PEKIN — Like many communities, the City Council is grappling with whether to allow marijuana sales in Pekin once it becomes legal for adult use on Jan. 1.

Council members discussed Monday that issue and also what regulations the city could impose.

“We are looking at everything and especially how important it is to have the input of the community on what direction they want to go with this," said Mayor Mark Luft.

Advantages to allowing adult-use cannabis facilities here that came out in Monday’s discussion included tax revenue and the ability to regulate cannabis.

“The safety of a dispensary is a lot better than the black market,” he said.

Concerns that came up Monday included a potential need for increased police activity, an increase in DUI incidents, and out-of-town visitors coming to Pekin specifically to buy pot. Luft said the input he has received appears to be mostly in favor of allowing recreational sales in the city.

“I would say about two-thirds of the input has been we should move forward with allowing a dispensary and generating the tax dollars we could use in a positive way for the community,” he added.

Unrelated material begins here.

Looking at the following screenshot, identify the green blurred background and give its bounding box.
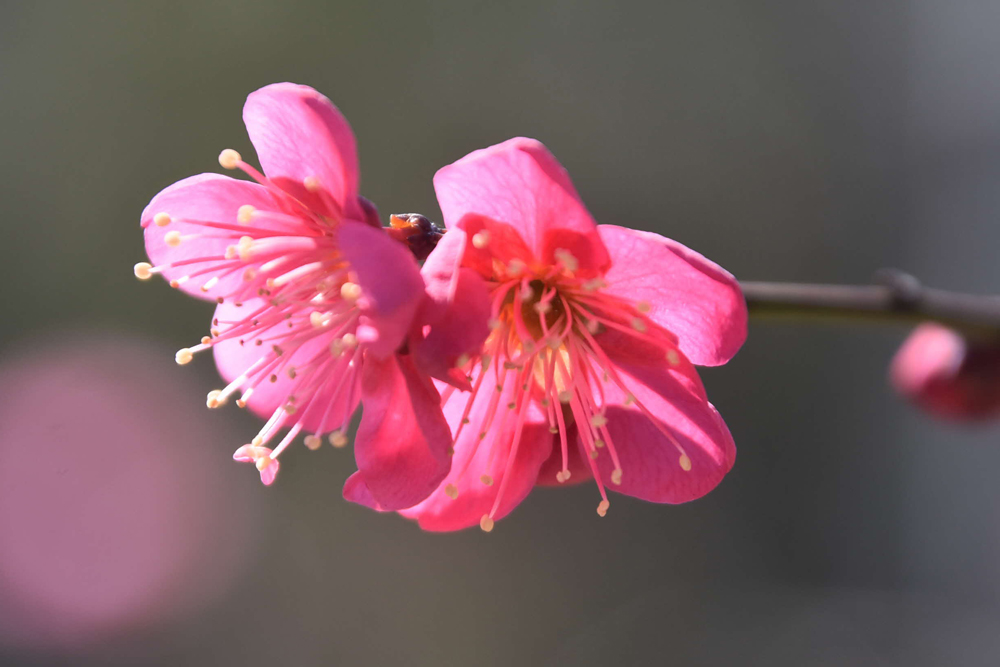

Luft is hoping that, whether or not the city chooses to allow adult-use dispensaries, some sort of policy will be in place by early December.

“(We will have to) create some zoning restrictions around it, much like with alcohol,” said City Manager Mark Rothert. “(We have to decide if) we want to allow local smoke shops or cannabis lounges. We also have to figure out how much we want to tax it at the local level. Municipalities can opt out, so we have to essentially say whether we want to have this in our community.”

Community input is vital in helping the council reach a decision on adult-use cannabis, Luft said, as there is no time to draft a referendum for the next election.

"It’s been a long time since I’ve seen a referendum here, but I’d say it would take a good four to six months to put something like that together,” he said. “Our next opportunity would come after Jan. 1."

The next opportunity to put a referendum on a ballot would be for the March 2020 primary election, Luft added. That puts Pekin past the Jan. 1 deadline to apply for one of the 75 dispensaries allowed in Illinois in 2020.

“That’s why it’s really important for us to keep reiterating to the community how (essential) their input is, through emails to the council or to Mr. Rothert,” said Luft.

Luft also urged Pekinites to bring their questions or concerns to committee and council meetings where recreational pot will be discussed. He added the city would possibly host a public forum to give residents an opportunity to discuses the issue.

“Our goal is to not go into Jan. 1 still trying to figure it out,” he said. “We want to be proactive and put in place what we need to whichever direction we’re going. We want to gather input, make sure the Council members are aware of everything out there, put all that together and come up with a conclusion.”